As someone who worked in support as a youngling:

If you behave unpleasant enough I'll go out of my way to make sure your behavior does not pay off. I will note your abrasive behavior in the ticket or might even mark your mail as spam. On telephone our line will suddenly experience technical difficulties. And throughout I will remain as friendly and patient as ever.

I will warn superiors about you, so once you escalate they already have a colorful 3D image of your wonderful personality in mind. Whether that 100% is in your favor, you can guess.

Play asshole games? Win asshole prices.

Behave like a decent person with empathy instead, press the right buttons and I might even skip some of the company rules for you. Many people in support do not give a single damn if they lose their job over you and you might just be worth it.

These are not sfter-the-fact shower thoughts, these are actually lived experiences from the trenches and I know how other people in those roles think.

Persistence pays off, being an asshole not so much

hkon|10 months ago

If you are helping, why would they be assholes?

rfrey|10 months ago

I was once on the phone with a cell phone company customer support rep who was clearly as dis-empowered as it's possible for a worker to be. He was obviously forbidden to hang up on me, so I used my normal tactic of just refusing to give up - I was friendly enough but refused to end the call. He was refusing to escalate my call, but couldn't help me himself.

20 or 25 minutes in I realized that wasn't going to work, so I asked if they had a protocol to escalate in an abusive situation. He said "ummm....". I said, "hey, you're doing a great job, and I hope the rest of your day goes better, and I hope you know you're not a motherfucker, you motherfucker."

I think (hope?) he stifled a laugh and said "I'm afraid I'll have to escalate this call to my manager, sir."

buran77|10 months ago

> He was obviously forbidden to hang up on me

Plenty of big companies found a workaround. The "forever on hold" routine where they don't hang up, you will eventually. This works perfectly for toll free numbers (so you can't claim you had to pay for the call) and provides just the right amount of plausible deniability (took longer than expected to find an answer, it was an accident, etc.).

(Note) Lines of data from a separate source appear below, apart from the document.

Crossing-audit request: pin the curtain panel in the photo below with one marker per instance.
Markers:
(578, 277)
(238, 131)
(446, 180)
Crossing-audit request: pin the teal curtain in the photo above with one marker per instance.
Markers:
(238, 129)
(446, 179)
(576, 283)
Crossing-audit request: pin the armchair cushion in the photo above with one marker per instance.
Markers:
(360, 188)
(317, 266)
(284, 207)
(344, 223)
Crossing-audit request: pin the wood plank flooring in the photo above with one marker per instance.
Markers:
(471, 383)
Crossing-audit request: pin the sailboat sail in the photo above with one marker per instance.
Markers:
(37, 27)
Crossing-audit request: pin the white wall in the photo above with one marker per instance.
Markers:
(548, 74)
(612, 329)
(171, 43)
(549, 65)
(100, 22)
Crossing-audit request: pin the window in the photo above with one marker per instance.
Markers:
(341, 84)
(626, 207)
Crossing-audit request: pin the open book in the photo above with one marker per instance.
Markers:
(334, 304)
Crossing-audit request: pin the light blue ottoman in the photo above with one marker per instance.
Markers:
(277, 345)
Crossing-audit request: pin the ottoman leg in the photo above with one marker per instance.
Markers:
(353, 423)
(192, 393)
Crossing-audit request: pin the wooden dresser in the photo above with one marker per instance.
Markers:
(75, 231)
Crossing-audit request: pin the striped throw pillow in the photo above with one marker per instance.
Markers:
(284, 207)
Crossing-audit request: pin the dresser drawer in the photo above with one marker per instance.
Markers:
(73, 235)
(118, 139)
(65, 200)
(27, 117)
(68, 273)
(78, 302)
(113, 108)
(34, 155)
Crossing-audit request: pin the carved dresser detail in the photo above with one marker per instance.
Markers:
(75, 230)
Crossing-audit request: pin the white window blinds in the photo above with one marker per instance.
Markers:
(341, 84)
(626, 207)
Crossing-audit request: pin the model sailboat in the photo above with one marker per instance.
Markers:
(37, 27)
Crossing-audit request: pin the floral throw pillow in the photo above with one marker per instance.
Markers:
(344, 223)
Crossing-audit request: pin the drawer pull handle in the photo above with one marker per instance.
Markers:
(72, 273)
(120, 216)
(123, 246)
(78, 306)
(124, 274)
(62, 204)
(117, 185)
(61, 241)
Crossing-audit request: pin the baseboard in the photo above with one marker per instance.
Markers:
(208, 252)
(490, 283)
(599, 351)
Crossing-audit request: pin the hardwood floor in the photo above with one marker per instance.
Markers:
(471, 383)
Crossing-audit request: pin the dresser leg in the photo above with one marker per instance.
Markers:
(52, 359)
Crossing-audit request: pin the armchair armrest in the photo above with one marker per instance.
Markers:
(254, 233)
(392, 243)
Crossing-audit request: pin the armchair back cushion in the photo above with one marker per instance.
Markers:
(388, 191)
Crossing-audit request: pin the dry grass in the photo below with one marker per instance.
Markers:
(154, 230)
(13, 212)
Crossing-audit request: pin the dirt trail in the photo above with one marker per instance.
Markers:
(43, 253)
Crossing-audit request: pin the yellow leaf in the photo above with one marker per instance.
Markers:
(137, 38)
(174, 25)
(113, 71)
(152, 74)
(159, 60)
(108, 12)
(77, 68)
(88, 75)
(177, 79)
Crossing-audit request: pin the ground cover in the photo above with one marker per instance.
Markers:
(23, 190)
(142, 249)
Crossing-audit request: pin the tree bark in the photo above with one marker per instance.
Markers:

I have my suspicions that in some cases this also prevents the survey going out to the customer. All the more reason to abuse it.

dividuum|10 months ago

> [..] it incentivises people to behave as unpleasantly as possible — because it's often the only way to trigger the exception [..]

Thus creating an asshole filter: https://siderea.dreamwidth.org/1209794.html

pixl97|10 months ago

FTA

>An asshole filter happens when you publicly promulgate a straitened contact boundary and then don't enforce it; or worse, reward the people who transgress it.

A lot of people do this unwittingly, so it's a good article to read.

The converse is to this is many companies demand it. If you're not an asshole, you're simply going to get ignored.

etruong42|10 months ago

I have seen this as well, watching customer support issues get escalated to engineering. Many times, engineering tries to blow off the issue. It was fascinating to me how quickly an issue got escalated to numerous engineering managers, directors, leads, etc when the customer threaten to cancel their contract.

I was even more blown away when the whole thing becomes old, forgotten news the moment the customer stopped threatening to cancel the contract, even if the underlying problem remains.

This really reinforces the lesson that the main power structures of the world does not listen to "reason" - it only responds to incentives, whether they're airlines or ginormous tech companies.

Hacker News has also repeatedly noticed the same thing whenever a big tech customer issue hits the top of Hacker News, and the comments point out that the only way that customer got help was when it got enough attention to cause a reputation risk to the big tech company.

antithesizer|10 months ago

This has become the norm in customer service. That is why a taboo has been invoked by companies against being a "Karen". That's how they get you. The ugliest thing you can be today is a customer who knows they're right and won't roll over.